Я человек довольно мирный, но в то мгновение мне мучительно захотелось дать ему пощечину и вызвать на дуэль. Прадедушка, помнится, был знатный дуэлист... Доктор Соловейко смотрел на меня с сочувствием.
– Может быть, вы просто ошиблись, Аполлинарий Евграфович? – начал он. – Ну, упал с поезда пьяный, потерял сознание, а вы приняли его за мертвеца?
– Конечно! – подхватил раздраженный Ряжский. – Проспался, пришел в чувство, да и отправился себе восвояси. А мы тут мечемся, ищем несуществующего убитого... Телеграммы отправляем, между прочим! – ядовито присовокупил он. – За казенный счет!
– Петровский не был пьян, – сердито сказал я.
– Откуда вы знаете? – даже вскочил с места Григорий Никанорович. – Что, были его собутыльником?
– От него не пахло вином. – Я решил пропустить мимо ушей оскорбительное замечание исправника, хотя один только бог ведает, каких усилий мне это стоило. – И он не мог никуда уйти, поймите! У него была сломана шея!
Григорий Никанорович промычал что-то неразборчивое и, всплеснув руками, повалился обратно на камень.
– Голубчик, – мягко, но решительно промолвил доктор, – Аполлинарий Евграфович, вы же не врач. Как вы могли определить, что у него сломано?
– Если голова повернута под совершенно диким углом, не надо быть врачом, чтобы сделать соответствующие выводы, – упрямо возразил я. – Кроме того, он не дышал, и пульса у него не было. Он не мог никуда уйти.
– Однако же ушел! – крикнул Ряжский.
Доктор пожал плечами. Я видел, что он хотел бы верить мне, но сомневается.
– Если бы он ушел, кто-нибудь непременно бы его заметил, – сказал я. – И потом, у меня его паспорт. Петровскому в любом случае пришлось бы обратиться в полицию и сделать заявление о пропаже документов.
– Ага, теперь уже вы не так уверены! – воскликнул исправник азартно. – Теперь уже оказывается, что хоть у него была сломана шея и не было пульса, но он, однако же, мог уйти! И даже подать заявление в полицию! Какие необыкновенные истории вы нам рассказываете, многоуважаемый Аполлинарий Евграфович! А я вот задаю себе вопрос: уж не выдумали ли вы все это?
– Зачем же мне выдумывать? – угрюмо возразил я.
– Затем, голубчик, что вы манкируете очевидными делами и все свои усилия направляете на черт знает что!
– Позвольте, вы какие очевидные дела имеете в виду? Убийство моськи, которую из любопытства задушили ребятишки?
– И не моськи, а левретки!
– А, да подите вы к черту с вашими собаками! – вскипел я. – Поймите же наконец: я видел здесь труп. Он мог оказаться здесь, только выпав из петербургского поезда. Причем человека пытались убить, потому что у него на шее были синие следы пальцев. Его вытолкнули из поезда, и он сломал себе шею при падении. – Я взбежал по насыпи и поднял один из камней, лежащих на откосе. – Вот! Видите? Это кровь! Так что ничего я не выдумывал!

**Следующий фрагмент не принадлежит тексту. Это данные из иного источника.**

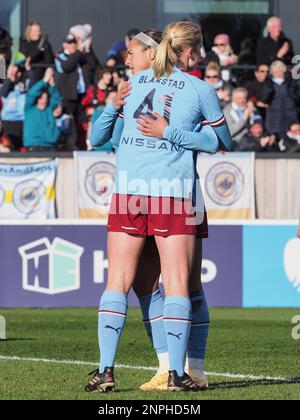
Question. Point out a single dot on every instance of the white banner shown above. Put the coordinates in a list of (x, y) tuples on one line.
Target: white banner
[(95, 177), (228, 185), (28, 191)]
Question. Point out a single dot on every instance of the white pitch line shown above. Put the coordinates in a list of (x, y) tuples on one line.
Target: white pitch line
[(79, 362)]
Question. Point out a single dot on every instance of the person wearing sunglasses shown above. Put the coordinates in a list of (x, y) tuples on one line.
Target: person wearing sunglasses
[(213, 78), (223, 50)]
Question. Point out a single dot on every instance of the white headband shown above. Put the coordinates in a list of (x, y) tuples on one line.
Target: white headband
[(145, 39)]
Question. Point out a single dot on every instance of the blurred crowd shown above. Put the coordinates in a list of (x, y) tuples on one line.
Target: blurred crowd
[(49, 100)]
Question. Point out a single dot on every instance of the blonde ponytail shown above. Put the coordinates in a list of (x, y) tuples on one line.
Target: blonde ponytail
[(177, 37)]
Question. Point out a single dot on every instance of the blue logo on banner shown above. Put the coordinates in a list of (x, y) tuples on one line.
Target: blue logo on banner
[(271, 266)]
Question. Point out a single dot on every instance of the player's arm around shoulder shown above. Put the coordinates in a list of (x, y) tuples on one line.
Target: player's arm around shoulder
[(210, 107)]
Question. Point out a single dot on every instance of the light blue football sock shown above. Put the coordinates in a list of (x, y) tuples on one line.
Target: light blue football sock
[(199, 327), (111, 322), (152, 307), (177, 321)]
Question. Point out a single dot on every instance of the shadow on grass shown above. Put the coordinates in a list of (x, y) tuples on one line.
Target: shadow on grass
[(16, 339), (247, 384)]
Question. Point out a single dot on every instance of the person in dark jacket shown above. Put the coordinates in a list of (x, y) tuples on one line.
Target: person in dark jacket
[(38, 52), (291, 141), (13, 96), (257, 139), (84, 38), (5, 45), (276, 46), (282, 94), (255, 88)]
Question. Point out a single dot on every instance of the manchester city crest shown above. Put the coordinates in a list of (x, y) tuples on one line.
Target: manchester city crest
[(99, 183), (224, 184), (28, 196)]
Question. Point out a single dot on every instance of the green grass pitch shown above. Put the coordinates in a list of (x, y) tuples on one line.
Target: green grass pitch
[(242, 342)]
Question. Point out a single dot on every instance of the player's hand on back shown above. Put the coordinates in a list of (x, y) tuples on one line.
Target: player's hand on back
[(152, 128), (123, 93)]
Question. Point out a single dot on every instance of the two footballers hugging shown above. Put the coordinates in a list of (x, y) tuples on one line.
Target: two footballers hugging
[(159, 121)]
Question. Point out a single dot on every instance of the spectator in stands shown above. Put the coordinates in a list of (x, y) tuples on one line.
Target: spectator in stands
[(291, 141), (257, 140), (94, 98), (2, 68), (96, 94), (12, 115), (213, 77), (37, 51), (282, 94), (72, 79), (5, 45), (117, 52), (238, 113), (107, 147), (224, 52), (84, 37), (276, 46), (255, 88), (40, 128)]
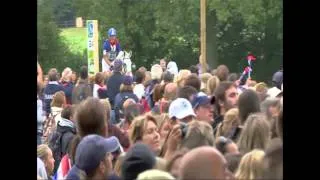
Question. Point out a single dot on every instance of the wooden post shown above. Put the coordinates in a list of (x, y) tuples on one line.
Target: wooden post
[(203, 57)]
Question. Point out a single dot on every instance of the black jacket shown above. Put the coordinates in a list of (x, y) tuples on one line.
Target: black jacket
[(67, 135)]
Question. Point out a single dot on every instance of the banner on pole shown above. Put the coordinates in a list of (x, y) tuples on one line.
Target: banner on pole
[(92, 47)]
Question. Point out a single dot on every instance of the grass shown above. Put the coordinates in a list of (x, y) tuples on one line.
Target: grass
[(75, 38)]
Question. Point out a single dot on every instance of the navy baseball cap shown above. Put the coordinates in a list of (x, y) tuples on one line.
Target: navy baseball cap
[(199, 100), (92, 150), (127, 80)]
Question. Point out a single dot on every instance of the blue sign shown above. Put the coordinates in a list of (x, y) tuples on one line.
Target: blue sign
[(90, 29)]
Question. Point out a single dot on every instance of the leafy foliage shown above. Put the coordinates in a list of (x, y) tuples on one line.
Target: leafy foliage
[(171, 29)]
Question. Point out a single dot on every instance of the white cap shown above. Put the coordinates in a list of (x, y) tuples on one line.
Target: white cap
[(273, 92), (180, 108)]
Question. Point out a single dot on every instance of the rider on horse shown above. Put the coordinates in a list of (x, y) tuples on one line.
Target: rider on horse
[(111, 48)]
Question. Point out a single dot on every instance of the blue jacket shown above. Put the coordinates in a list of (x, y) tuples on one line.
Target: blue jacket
[(113, 53), (68, 87), (49, 91)]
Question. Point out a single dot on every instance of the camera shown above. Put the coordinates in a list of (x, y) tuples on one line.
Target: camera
[(184, 129)]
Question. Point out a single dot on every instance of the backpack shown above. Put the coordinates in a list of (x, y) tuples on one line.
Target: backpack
[(49, 127), (81, 92), (55, 144)]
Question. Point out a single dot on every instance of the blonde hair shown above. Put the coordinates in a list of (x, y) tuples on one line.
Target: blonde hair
[(230, 120), (255, 134), (251, 165), (204, 79), (182, 76), (212, 84), (138, 126), (58, 99), (42, 151)]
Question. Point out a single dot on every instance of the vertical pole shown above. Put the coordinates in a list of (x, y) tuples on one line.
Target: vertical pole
[(203, 57)]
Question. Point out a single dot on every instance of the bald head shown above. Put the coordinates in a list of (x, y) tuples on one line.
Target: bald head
[(203, 163), (170, 91), (128, 102)]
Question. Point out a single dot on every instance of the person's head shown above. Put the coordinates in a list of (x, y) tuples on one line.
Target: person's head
[(144, 129), (148, 77), (58, 99), (45, 154), (194, 81), (155, 174), (93, 155), (261, 89), (68, 112), (156, 72), (203, 163), (233, 161), (251, 166), (203, 108), (172, 68), (158, 92), (230, 121), (132, 111), (273, 161), (222, 72), (91, 118), (139, 158), (84, 72), (182, 76), (163, 126), (212, 84), (139, 77), (74, 77), (198, 134), (181, 109), (170, 91), (233, 77), (277, 79), (53, 74), (167, 77), (194, 69), (225, 145), (186, 92), (99, 78), (204, 79), (255, 133), (67, 74), (163, 64), (117, 65), (112, 34), (174, 162), (271, 107), (226, 97), (248, 103), (126, 85)]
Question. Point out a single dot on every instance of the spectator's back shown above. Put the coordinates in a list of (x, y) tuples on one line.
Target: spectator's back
[(83, 88), (52, 87)]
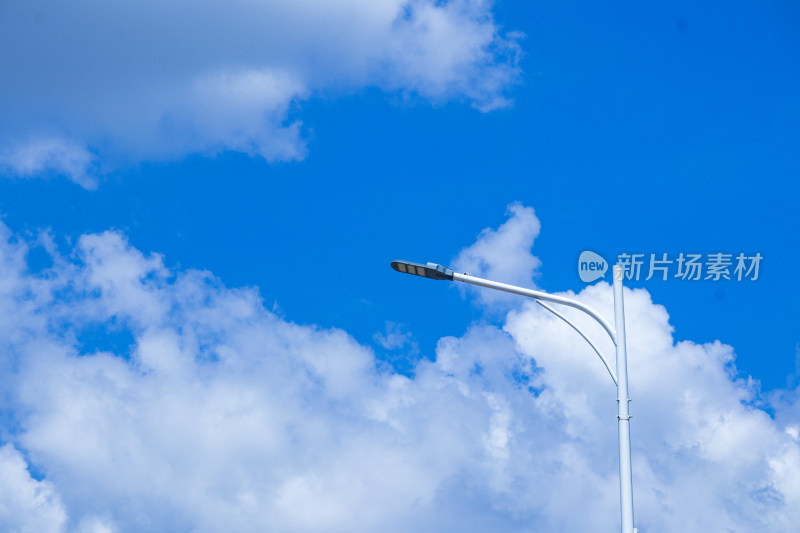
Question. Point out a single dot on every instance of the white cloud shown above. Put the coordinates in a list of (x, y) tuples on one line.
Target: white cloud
[(503, 255), (96, 85), (26, 505), (225, 417)]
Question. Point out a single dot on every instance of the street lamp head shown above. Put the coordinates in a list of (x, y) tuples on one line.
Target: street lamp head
[(431, 270)]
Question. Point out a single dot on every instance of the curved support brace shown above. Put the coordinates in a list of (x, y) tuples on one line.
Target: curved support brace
[(565, 319), (539, 295)]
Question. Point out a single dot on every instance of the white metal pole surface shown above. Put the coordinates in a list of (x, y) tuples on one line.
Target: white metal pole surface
[(623, 411)]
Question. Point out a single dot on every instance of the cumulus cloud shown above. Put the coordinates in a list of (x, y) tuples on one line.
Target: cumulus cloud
[(222, 416), (503, 254), (99, 84)]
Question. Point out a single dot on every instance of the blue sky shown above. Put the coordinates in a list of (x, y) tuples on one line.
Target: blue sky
[(292, 153)]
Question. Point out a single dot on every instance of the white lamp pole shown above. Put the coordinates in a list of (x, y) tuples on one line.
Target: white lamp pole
[(617, 334)]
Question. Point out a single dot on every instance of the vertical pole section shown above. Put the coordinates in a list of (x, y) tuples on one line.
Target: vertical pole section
[(623, 412)]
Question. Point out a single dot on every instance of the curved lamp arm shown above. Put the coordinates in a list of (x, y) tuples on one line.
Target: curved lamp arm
[(565, 319), (539, 295)]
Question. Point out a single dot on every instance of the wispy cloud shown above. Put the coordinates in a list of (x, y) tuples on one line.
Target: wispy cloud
[(223, 416), (126, 82)]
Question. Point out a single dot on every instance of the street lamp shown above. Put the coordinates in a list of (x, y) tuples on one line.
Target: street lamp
[(617, 334)]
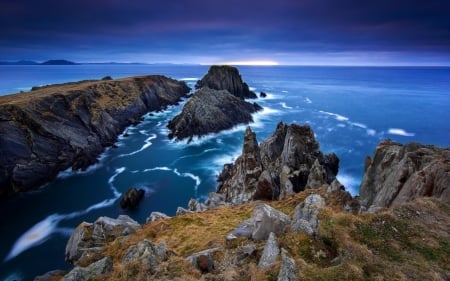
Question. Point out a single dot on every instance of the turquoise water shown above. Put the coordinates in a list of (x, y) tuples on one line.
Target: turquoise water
[(350, 110)]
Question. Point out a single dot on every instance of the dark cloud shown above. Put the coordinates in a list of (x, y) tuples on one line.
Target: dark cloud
[(46, 27)]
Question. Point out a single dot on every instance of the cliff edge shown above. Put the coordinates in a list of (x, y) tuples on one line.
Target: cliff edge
[(53, 128)]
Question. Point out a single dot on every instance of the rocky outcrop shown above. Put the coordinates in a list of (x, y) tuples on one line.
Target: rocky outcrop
[(57, 127), (286, 162), (306, 214), (400, 173), (224, 77), (264, 220), (131, 198), (210, 111), (88, 240)]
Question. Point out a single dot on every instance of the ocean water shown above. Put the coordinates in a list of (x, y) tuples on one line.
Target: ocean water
[(351, 109)]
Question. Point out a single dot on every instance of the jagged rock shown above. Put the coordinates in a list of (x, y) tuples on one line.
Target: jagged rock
[(181, 211), (288, 270), (92, 272), (57, 127), (400, 173), (145, 252), (156, 216), (317, 176), (88, 239), (210, 111), (285, 162), (51, 275), (225, 77), (195, 206), (203, 260), (264, 220), (271, 252), (305, 214), (131, 198)]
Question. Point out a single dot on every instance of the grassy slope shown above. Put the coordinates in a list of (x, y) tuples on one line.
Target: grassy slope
[(409, 242)]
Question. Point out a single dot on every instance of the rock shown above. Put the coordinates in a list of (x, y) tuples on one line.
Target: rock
[(195, 206), (317, 176), (88, 239), (271, 252), (181, 211), (279, 166), (131, 198), (210, 111), (264, 220), (306, 214), (400, 173), (225, 78), (203, 260), (51, 275), (156, 216), (94, 271), (145, 252), (53, 128), (288, 270)]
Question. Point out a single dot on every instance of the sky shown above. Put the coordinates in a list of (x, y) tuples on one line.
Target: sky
[(303, 32)]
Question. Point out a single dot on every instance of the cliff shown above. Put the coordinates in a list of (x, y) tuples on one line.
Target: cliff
[(218, 105), (400, 173), (53, 128), (285, 163), (224, 77)]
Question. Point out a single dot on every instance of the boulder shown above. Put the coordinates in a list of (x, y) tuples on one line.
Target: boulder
[(131, 198), (58, 127), (145, 252), (263, 221), (288, 270), (271, 252), (210, 111), (94, 271), (156, 216), (225, 77), (400, 173), (306, 214), (88, 239)]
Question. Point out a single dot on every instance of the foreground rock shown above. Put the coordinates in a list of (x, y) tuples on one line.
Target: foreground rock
[(87, 242), (53, 128), (400, 173), (225, 77), (210, 111), (285, 163)]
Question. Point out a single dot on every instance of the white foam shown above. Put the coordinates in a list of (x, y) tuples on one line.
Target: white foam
[(335, 115), (283, 104), (147, 143), (400, 132)]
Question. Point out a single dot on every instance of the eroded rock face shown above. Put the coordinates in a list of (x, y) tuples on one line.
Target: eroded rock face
[(286, 162), (54, 128), (400, 173), (88, 239), (224, 77), (210, 111)]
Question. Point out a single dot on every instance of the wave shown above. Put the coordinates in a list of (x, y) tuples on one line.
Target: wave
[(335, 115), (400, 132), (41, 231), (283, 104), (147, 143)]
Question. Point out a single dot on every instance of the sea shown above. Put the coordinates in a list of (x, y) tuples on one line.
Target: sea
[(351, 109)]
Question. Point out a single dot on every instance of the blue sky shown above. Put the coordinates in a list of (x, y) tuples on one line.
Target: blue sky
[(333, 32)]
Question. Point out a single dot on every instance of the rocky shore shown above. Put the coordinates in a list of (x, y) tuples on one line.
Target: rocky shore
[(305, 227), (217, 105), (53, 128)]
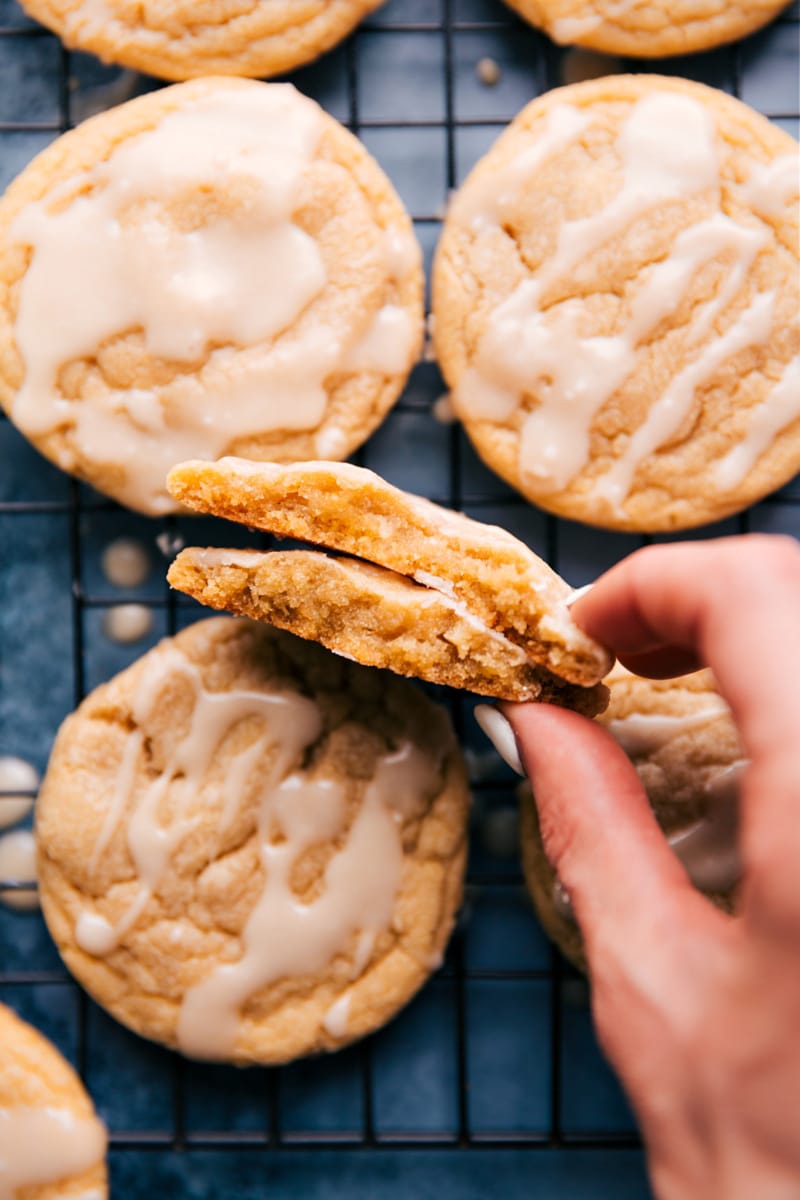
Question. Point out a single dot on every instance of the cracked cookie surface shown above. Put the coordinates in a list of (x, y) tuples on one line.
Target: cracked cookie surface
[(214, 268), (250, 849), (685, 748), (184, 39), (615, 304)]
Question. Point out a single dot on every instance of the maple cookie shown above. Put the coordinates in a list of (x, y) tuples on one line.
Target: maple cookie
[(642, 29), (214, 268), (439, 595), (617, 307), (52, 1145), (251, 850), (186, 39), (681, 739)]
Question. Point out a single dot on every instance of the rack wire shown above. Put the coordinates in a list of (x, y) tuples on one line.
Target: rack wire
[(499, 1045)]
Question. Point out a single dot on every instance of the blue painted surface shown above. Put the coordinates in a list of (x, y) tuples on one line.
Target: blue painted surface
[(509, 1000)]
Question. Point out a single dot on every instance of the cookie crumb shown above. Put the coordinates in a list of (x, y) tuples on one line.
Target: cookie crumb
[(18, 865), (18, 781), (127, 623), (125, 563), (488, 72)]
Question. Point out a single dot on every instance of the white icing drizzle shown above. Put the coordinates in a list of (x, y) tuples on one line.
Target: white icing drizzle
[(674, 405), (290, 723), (46, 1145), (768, 419), (668, 150), (108, 259), (644, 733), (336, 1017), (283, 935), (388, 345), (486, 201), (773, 185), (18, 865), (286, 936)]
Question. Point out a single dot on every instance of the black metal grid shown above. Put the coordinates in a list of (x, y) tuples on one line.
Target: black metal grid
[(80, 501)]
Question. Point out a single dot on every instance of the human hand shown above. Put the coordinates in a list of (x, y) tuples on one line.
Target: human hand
[(698, 1012)]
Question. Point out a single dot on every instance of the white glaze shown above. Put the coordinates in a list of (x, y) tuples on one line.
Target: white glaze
[(282, 935), (220, 299), (46, 1145), (773, 185), (644, 733), (667, 147), (499, 732)]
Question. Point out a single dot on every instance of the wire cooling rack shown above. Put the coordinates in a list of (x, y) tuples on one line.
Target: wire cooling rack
[(497, 1057)]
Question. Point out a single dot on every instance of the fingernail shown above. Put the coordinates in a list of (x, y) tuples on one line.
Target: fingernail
[(499, 732), (578, 592)]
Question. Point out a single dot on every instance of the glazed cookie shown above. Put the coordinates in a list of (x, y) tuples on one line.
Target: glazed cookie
[(642, 29), (185, 39), (617, 306), (52, 1145), (457, 601), (218, 267), (251, 850), (685, 748)]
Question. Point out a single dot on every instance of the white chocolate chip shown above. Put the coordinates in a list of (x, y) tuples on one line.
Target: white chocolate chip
[(126, 563), (127, 623), (17, 778), (488, 72), (18, 865)]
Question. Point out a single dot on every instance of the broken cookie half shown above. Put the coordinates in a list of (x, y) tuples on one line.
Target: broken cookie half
[(427, 592)]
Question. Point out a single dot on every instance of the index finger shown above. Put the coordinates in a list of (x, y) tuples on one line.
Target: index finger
[(734, 604)]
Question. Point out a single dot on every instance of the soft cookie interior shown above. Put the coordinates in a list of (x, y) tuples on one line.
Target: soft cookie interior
[(498, 580), (376, 617)]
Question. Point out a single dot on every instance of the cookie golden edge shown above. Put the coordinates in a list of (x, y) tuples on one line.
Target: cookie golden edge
[(384, 989), (747, 129), (668, 39), (374, 617), (242, 52)]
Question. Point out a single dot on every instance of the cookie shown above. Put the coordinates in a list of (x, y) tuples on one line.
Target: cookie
[(52, 1145), (647, 30), (489, 575), (251, 850), (681, 739), (376, 617), (199, 37), (617, 306), (214, 268)]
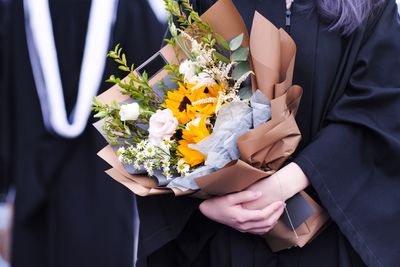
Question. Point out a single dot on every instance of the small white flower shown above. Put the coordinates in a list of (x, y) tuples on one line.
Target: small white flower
[(141, 145), (148, 166), (120, 151), (140, 155), (202, 79), (165, 145), (183, 168), (136, 164), (129, 112), (132, 150), (167, 175), (196, 47), (165, 164), (150, 150), (162, 125), (188, 69)]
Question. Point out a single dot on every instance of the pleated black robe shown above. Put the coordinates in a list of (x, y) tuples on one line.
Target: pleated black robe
[(68, 212), (350, 123)]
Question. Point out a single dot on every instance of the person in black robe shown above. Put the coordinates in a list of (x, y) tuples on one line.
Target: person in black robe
[(68, 212), (350, 124), (4, 23)]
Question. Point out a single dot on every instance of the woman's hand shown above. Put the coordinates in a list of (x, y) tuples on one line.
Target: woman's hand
[(282, 185), (257, 209), (229, 210)]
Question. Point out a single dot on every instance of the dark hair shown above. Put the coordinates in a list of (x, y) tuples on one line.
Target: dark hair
[(346, 15)]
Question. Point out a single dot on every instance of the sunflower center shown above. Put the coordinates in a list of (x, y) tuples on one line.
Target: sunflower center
[(185, 101)]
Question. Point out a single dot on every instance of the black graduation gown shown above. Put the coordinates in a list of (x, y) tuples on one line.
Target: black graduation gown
[(350, 123), (4, 22), (68, 212)]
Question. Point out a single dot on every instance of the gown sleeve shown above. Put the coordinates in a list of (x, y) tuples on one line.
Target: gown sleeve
[(4, 99), (353, 161)]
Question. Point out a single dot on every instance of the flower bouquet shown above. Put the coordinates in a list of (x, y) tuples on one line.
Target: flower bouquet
[(188, 121)]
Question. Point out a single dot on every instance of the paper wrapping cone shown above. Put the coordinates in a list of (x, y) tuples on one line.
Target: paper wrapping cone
[(263, 149)]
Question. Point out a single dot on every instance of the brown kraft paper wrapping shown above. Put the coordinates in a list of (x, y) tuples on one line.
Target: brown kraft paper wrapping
[(263, 149)]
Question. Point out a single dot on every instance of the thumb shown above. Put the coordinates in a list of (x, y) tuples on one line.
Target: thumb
[(243, 196)]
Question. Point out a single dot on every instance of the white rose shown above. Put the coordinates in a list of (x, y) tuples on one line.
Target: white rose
[(188, 69), (162, 125), (129, 112), (202, 79)]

– Да, действительно похоже на кровь, – промямлил доктор, осмотрев камень. – Во всяком случае... Гм! С такой насыпи, да если его вытолкнули из едущего поезда...
– Но в таком случае где же тело? – простонал Ряжский.
Я немного поразмыслил и твердо промолвил:
– За одно я готов ручаться: сам он уйти не мог, потому что был мертв. У Петровского на мизинце было золотое кольцо. Может быть, кто-то позарился на него, снял с тела, а труп на всякий случай спрятал?
– Да зачем вашему грабителю такие сложности? – возразил Ряжский. – Дело-то простое: снял кольцо и беги... К чему еще возиться с телом, куда-то прятать его? Глупости! Ах, голубчик, голубчик, ну и втравили же вы меня в историю... – И он вновь принялся плакаться на свою горемычную начальственную судьбу.
Мне положительно сделалось скучно его слушать. И не мне одному – Онофриев откровенно зевал. Доктор закурил папиросу и предложил мне, но я отказался. Тайна пропавшего пассажира занимала меня все больше и больше. Несмотря на энергичные протесты Ряжского, я еще раз осмотрел все вокруг, но не обнаружил ничего, кроме помятой травы и изломанных лопухов.
– Вряд ли его увезли далеко, – сказал я. – Хорошо бы осмотреть весь лепехинский лес.
Но тут Григорий Никанорович поднялся с места и заявил, что с него хватит. Он уже и так достаточно наслушался сегодня всякого вздора и более не желает, чтобы ему морочили голову.
– Ради бога, доктор, извините нас. Я полагал, что дело и впрямь важное, – добавил Ряжский, не без труда садясь на взбрыкивающую лошадь. – Да стой ты смирно, черт тебя дери! На сегодня, я полагаю, довольно глупостей, господа. Возвращаемся в город.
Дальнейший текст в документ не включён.